ECLI:NL:CRVB:2015:4444
Centrale Raad van Beroep
- Hoger beroep
- Rechtspraak.nl
Beoordeling van de terugvordering van ZW-uitkering op basis van inkomsten uit zelfstandige arbeid
In deze zaak heeft de Centrale Raad van Beroep op 9 december 2015 uitspraak gedaan in hoger beroep over de terugvordering van een Ziektewet (ZW) uitkering aan appellante, die als zelfstandige was verzekerd. Appellante had zich vrijwillig verzekerd voor de ZW en was op 18 januari 2011 uitgevallen wegens ziekte. Het Uitvoeringsinstituut werknemersverzekeringen (Uwv) had haar met ingang van 20 januari 2011 een ZW-uitkering toegekend, maar later vastgesteld dat haar inkomsten als zelfstandige hoger waren dan het verzekerde dagloon. Hierdoor werd de ZW-uitkering met terugwerkende kracht op nihil gesteld en werd een bedrag van € 10.061,40 teruggevorderd.
De rechtbank had eerder het beroep van appellante gegrond verklaard, maar het Uwv had in een nieuw besluit de bezwaren van appellante ongegrond verklaard.

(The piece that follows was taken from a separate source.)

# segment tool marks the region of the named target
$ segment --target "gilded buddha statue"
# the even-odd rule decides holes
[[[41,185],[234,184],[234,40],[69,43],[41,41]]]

In hoger beroep heeft appellante betoogd dat de toepassing van artikel 31, tweede lid, van de ZW (oud) niet correct was, omdat het dagloon dat zij had gekozen niet representatief was voor haar gederfde inkomen. De Raad heeft echter geoordeeld dat de wetgeving duidelijk is en dat de inkomsten uit zelfstandige arbeid in mindering moeten worden gebracht op de ZW-uitkering. De Raad bevestigde dat het Uwv terecht de ZW-uitkering op nihil had gesteld en dat de terugvordering van het onverschuldigd betaalde ziekengeld gerechtvaardigd was.
De uitspraak benadrukt de verantwoordelijkheid van de verzekerde om zich bewust te zijn van de gevolgen van hun gekozen dagloon en de impact van hun inkomsten op de ZW-uitkering. De Raad heeft de aangevallen uitspraak van de rechtbank bevestigd en geen aanleiding gezien voor een veroordeling in de proceskosten.